Martin immediately called for all the petty cash slips. They had been signed by the CFO but the CEO’s conformation of receipt was  photostatted signature similar to the case above. Nearly R1m had been misappropriated in this manner.

This all happened in between 8.00 am and 9.00 am and, by the time the CFO arrived at work, Martin was sitting in the CEO’s office with all the evidence laid out on the boardroom table.

“If anything”, Martin said “It was distressing to see the hurt on the CEO’s face. He had trusted this man with his life for many years. I’m not sure he ever got over the shock of the deception and corruption of the human spirit.

Faced with the blatant truth the CFO could not deny his actions. He was put on immediate suspension and a formal dismissal process ensued.

The company never laid charges. They recovered the missing funds plus interest from the CFO’s pension fund surplus.

Martins parting remark was “The sad part for me was that he never showed any remorse. I lost some of my faith in the human condition – the degree of his deviousness and skulduggery was appalling!”

It is important to note that. in general, people are not inclined to steal.  It is usually due to unforeseen circumstances.

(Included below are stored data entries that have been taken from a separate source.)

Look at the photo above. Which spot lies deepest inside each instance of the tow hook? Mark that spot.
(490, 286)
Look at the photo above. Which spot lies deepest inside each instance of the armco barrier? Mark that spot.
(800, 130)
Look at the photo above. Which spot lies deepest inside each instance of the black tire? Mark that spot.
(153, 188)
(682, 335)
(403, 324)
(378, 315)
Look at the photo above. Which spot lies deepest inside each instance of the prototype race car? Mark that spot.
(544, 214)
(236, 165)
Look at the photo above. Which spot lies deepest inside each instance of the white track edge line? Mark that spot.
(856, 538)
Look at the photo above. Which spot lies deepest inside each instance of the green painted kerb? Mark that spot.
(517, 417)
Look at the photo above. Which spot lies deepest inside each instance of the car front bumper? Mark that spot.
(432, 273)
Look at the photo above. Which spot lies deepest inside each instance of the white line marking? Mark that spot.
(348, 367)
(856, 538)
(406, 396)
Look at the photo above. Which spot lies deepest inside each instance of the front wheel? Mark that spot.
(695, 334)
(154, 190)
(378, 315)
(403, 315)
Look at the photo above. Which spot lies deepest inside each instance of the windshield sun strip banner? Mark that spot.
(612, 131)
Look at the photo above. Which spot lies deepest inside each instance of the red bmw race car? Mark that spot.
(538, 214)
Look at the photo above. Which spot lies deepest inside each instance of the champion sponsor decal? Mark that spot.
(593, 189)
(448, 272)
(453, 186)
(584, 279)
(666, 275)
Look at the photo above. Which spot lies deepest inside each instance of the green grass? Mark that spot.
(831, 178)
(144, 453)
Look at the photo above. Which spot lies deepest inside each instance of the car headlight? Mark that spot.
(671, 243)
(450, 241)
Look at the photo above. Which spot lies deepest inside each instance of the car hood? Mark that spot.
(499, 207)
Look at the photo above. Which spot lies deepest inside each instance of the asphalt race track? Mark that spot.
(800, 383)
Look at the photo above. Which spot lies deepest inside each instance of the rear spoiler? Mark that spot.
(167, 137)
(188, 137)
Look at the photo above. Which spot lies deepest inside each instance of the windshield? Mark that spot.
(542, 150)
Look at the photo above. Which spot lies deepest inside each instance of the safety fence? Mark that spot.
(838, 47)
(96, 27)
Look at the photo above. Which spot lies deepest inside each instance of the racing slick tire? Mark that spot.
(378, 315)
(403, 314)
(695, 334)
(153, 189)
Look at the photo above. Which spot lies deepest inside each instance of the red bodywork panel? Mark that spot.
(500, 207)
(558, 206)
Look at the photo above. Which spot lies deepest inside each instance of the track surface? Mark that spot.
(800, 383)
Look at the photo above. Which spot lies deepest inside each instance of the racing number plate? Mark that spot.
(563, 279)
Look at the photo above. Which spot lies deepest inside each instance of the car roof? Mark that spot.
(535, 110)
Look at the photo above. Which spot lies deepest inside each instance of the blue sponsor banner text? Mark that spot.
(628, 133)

Sudden medical expenses for a sick child or parent could create serious financial pressure. A spouse’s loss of a job could add to the problem but more often than not gambling or drugs are involved. Usually the fraudster would not think of stealing from the company, but desperate circumstances force them to take the risk. Once they find out how easy it is, it is difficult to stop. And then the defrauded sums build up quickly.

The moral of the story?

Always be questioning. Trusting is risky and dangerous. I’m not suggesting you become a bloodhound – just be vigilant.

A good place to start is to review your Employee Fidelity insurance policies. This type of cover is worthwhile as it protects the company against employee theft and fraud. Your internal controls can be impeccable but collusion will penetrate any good system – fraudulent collaboration cannot be ruled out and is usually the cause of most material frauds. (A lot of companies do not take this cover as it can be expensive – taking a higher excess, can bring the cost down substantially).

When it comes to fraud, the obvious areas to watch out for are inventory and hard cash. But the most popular method of fraud is usually to be found in the procurement system, largely through the payment of fictitious creditors. This is an area that the company is most vulnerable especially if it is a traditionally family owned business. In such cases you might find that the accountant has been there for many years and has built up enough credibility to be trusted implicitly – they rely on the fact that the underlying paperwork will not be properly checked.

In my experience I have discovered a number of frauds. But all pale into insignificance in comparison to the one described above.